昨年末にも紹介しましたが、「構造改革」は多数派世論に支持され続けている、という本書の世論調査分析には相当な説得力があります。半ば常識として流布している政論とは異なる意見なので、違和感のある人が多いかもしれない。しかし、本書刊行後の各種世論調査は、本書の見立ての正しさを傍証していると思う。
民主党は現在、国民新党、社民党と連立を組んでいます。約4ヶ月の推移を見るに、鳩山政権の支持率低下を招いているのは、主に国民新党。
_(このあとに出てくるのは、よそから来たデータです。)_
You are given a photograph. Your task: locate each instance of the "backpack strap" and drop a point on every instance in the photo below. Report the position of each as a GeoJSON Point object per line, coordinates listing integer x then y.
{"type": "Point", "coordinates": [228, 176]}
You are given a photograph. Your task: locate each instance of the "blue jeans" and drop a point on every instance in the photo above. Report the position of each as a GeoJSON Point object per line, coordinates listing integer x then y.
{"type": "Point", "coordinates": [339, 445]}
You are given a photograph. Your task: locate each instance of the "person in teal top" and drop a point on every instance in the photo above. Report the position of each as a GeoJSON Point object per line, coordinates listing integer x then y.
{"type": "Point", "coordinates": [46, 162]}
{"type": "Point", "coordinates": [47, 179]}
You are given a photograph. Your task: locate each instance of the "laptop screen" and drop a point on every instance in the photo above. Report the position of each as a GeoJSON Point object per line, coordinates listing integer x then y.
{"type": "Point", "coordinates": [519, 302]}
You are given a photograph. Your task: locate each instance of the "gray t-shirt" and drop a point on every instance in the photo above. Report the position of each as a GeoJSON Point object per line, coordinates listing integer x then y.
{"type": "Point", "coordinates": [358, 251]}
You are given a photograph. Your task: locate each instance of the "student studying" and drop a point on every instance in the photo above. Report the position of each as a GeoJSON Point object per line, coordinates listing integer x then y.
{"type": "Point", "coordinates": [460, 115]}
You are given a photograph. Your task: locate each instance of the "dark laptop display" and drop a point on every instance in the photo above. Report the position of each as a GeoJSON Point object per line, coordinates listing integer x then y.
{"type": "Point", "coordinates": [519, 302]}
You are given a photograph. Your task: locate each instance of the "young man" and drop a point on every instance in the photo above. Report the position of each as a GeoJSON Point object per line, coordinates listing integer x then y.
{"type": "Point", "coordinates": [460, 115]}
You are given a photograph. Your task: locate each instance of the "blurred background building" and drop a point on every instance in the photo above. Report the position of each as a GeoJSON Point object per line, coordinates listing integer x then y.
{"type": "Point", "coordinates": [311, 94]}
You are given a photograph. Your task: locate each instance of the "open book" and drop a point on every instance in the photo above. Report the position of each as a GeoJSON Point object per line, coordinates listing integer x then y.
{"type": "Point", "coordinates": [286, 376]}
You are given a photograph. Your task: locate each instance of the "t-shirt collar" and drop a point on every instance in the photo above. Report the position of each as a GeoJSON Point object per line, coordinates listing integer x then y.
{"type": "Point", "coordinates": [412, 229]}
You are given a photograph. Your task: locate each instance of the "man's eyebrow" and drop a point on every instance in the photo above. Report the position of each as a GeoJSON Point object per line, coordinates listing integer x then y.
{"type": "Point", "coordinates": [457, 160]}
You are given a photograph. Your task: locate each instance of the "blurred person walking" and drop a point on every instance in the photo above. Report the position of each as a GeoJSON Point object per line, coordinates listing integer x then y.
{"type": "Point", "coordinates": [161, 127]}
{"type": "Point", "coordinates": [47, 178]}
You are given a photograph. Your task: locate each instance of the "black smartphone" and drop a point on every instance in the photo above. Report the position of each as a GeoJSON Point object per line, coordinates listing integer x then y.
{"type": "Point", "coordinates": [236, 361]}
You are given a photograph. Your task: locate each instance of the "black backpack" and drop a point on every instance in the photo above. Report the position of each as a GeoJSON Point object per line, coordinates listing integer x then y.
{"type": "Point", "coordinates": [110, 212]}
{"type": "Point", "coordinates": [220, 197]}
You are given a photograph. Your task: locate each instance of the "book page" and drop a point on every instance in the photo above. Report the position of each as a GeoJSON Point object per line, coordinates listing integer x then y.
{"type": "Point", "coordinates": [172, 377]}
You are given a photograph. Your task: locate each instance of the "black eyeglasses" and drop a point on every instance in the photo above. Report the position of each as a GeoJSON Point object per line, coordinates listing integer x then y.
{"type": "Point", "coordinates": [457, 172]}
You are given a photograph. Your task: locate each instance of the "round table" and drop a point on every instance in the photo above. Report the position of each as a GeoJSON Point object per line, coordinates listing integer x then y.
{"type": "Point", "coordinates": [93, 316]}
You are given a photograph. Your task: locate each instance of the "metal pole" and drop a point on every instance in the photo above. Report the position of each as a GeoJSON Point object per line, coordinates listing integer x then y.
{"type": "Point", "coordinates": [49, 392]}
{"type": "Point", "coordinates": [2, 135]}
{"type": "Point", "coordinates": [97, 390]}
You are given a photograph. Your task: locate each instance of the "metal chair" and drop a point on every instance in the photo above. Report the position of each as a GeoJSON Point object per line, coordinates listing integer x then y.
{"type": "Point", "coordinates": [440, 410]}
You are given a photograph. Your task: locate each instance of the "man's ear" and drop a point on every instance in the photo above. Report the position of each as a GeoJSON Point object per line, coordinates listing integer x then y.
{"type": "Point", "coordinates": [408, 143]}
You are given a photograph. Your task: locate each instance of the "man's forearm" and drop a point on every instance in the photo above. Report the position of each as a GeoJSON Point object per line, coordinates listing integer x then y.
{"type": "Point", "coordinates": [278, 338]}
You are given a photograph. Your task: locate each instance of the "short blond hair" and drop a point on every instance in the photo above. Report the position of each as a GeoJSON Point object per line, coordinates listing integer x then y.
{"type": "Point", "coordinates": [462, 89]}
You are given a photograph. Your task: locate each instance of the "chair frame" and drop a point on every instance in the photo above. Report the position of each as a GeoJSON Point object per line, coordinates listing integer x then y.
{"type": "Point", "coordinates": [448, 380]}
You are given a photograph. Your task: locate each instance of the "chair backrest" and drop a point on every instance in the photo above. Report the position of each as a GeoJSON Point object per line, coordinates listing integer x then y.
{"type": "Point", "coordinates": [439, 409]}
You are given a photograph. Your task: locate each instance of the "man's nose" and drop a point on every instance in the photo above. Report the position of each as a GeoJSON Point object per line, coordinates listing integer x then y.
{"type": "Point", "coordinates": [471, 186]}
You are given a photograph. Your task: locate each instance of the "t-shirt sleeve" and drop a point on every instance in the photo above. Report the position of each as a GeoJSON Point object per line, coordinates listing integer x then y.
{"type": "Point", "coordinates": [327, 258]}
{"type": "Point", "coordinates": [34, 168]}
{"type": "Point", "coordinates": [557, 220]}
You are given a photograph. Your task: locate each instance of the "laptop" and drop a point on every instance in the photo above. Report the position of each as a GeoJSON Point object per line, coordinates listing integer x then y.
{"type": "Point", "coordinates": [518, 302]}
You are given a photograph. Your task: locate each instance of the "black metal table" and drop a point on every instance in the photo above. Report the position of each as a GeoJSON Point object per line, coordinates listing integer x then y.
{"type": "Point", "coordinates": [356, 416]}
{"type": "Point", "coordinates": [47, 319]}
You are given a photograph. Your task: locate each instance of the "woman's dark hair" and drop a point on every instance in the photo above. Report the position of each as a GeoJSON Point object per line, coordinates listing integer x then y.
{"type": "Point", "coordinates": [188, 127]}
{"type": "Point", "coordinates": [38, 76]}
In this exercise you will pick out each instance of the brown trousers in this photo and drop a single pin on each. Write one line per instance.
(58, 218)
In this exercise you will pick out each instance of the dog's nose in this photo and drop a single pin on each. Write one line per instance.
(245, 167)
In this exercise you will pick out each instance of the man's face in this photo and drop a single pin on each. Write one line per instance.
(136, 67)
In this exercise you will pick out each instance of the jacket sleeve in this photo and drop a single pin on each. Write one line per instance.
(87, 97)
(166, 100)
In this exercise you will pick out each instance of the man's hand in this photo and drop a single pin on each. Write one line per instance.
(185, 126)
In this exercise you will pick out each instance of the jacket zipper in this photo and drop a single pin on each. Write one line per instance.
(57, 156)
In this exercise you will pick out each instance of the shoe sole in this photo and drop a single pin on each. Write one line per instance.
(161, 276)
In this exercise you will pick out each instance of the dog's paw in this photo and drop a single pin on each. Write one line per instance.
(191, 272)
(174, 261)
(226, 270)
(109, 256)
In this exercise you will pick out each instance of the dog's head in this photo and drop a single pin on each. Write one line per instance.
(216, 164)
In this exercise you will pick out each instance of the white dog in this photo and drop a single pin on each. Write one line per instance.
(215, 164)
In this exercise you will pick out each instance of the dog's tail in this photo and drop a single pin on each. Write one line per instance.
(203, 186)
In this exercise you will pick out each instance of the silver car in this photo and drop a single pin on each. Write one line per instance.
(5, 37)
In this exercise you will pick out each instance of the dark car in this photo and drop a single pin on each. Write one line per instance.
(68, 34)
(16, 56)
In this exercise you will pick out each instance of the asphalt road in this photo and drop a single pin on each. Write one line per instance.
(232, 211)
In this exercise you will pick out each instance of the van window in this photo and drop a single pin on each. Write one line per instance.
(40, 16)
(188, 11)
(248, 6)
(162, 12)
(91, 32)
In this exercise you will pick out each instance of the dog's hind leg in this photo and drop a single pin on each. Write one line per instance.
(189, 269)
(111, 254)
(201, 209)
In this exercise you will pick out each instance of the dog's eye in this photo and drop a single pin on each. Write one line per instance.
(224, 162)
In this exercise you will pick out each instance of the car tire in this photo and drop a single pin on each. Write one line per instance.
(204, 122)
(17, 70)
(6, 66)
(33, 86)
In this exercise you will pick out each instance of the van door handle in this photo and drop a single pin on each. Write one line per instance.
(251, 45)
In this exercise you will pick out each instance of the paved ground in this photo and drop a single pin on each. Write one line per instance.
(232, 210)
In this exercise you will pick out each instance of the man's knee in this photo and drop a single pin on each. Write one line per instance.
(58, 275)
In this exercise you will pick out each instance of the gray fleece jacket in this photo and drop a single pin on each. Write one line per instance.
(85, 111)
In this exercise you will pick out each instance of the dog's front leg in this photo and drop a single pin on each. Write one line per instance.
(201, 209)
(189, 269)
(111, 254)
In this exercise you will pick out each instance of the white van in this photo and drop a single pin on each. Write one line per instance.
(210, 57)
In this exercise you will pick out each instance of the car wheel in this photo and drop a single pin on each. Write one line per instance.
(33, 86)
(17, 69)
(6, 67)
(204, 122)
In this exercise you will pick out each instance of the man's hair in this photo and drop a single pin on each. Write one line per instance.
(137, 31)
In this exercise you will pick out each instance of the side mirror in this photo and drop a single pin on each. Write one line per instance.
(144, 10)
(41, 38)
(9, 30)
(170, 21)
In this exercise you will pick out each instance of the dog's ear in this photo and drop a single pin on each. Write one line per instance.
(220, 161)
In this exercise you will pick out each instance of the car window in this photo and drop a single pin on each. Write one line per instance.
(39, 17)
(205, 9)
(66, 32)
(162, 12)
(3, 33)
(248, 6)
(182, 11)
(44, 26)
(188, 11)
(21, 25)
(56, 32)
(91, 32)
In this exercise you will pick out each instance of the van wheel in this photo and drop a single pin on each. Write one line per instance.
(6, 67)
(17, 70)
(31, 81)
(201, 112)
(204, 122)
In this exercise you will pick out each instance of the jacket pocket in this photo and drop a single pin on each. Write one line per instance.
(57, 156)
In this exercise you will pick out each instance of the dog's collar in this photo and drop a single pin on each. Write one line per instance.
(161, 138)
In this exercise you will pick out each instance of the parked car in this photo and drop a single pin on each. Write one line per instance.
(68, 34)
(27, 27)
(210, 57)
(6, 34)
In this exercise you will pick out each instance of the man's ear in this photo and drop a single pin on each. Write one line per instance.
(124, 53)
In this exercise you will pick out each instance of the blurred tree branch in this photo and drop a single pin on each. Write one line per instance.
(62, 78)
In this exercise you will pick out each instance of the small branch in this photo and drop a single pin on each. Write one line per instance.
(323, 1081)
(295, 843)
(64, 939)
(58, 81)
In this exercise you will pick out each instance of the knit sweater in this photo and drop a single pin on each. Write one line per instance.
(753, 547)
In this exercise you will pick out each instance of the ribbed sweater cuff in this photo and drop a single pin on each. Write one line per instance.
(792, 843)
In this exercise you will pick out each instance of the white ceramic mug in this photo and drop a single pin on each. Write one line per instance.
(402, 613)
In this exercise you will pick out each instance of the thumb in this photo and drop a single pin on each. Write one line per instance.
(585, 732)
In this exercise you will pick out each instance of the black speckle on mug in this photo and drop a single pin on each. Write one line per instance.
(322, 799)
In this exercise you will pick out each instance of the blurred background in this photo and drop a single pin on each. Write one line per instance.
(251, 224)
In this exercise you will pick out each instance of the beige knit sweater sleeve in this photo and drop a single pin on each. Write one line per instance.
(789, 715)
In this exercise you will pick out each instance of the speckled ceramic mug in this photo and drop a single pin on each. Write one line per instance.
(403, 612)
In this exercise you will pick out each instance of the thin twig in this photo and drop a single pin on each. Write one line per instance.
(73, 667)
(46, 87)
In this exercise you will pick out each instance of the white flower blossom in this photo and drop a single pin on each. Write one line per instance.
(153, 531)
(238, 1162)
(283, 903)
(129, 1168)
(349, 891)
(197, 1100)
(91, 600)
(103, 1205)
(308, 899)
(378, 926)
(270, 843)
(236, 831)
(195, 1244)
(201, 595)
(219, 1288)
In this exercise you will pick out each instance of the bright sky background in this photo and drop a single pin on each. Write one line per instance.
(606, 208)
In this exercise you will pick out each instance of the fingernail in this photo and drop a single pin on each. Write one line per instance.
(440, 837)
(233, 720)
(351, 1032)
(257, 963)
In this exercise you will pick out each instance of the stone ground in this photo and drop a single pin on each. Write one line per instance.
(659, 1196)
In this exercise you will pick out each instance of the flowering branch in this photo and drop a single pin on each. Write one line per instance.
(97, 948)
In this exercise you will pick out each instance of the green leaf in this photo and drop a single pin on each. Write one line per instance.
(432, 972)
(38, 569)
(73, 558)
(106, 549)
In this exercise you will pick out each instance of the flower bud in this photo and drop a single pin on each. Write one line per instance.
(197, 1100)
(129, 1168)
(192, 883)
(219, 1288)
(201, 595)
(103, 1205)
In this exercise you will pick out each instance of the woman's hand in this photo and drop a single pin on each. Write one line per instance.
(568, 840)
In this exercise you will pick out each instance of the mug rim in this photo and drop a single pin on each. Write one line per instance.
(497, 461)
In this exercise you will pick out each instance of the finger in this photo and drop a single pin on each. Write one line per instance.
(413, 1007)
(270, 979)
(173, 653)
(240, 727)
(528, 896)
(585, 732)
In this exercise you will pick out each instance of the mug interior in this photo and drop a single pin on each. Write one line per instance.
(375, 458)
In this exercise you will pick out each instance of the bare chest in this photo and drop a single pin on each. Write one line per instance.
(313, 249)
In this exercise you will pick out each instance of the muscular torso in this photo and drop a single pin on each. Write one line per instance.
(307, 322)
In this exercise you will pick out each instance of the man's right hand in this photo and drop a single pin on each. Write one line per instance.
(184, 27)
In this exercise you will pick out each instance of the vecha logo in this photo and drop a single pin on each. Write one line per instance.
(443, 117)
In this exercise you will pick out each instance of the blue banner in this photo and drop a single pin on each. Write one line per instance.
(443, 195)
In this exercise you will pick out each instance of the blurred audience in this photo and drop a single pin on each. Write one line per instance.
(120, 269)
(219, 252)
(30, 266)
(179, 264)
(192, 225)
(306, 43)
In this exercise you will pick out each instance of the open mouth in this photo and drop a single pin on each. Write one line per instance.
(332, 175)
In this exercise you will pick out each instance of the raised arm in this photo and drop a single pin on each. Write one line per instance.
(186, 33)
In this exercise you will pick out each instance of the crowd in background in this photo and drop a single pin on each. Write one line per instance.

重要政策のキーマンに元官僚を起用し、景気対策のため大規模な財政出動を求める亀井代表(郵政民営化・金融担当大臣)は、多数派世論と対立する存在。民主党は2010年の参院選に勝ちたい。亀井さんのゴリ押しをアピールして、連立解消を期待する票を集める作戦かもしれない。
しかし予算拡大の最終決断を繰り返しているのは鳩山総理なのだから、連立政権が続く限り、民主党のイメージ低下は免れません。ここに自民党復活の余地がありそうです。つまりは自民党新理念・綱領(2005-11-22)に示された考え方・基本政策へ立ち返り、その徹底を図るのが支持率回復への道です。ところが、谷垣総裁は新しい理念・綱領を制定するという。
……事業仕分けに反対したり、公共事業の意義を強調したり、その発言内容の妥当性はともかく、谷垣自民党は政権奪回を本気で目指しているのかどうか。民主党への批判票を集めれば勝てる、というのは万年野党の発想でしょう。日本では多数派世論の求める政策に多くの選択肢はないので、国民の期待する政策の実現可能性が高いという印象を勝ち得た政党が、選挙に勝つ。
まだ政権を失ったばかりだし、麻生内閣の財政出動の後だからいいにくいことだろうけれども、「自民党ならもっと厳しく予算を縮減できた」「官僚出身者の跋扈は許せない」「国の公共事業は減らす(地方に税源を委譲し、地方の責任で立案・実施する公共事業を増やす)」などと主張した方がマシなんじゃないか。
民主党は「マニフェスト選挙」で大勝したはずなのに、多くの注目を浴びた政策には人気がない。新聞の政治面ではミステリー扱いされているけれども、そもそも前提が間違っているわけです。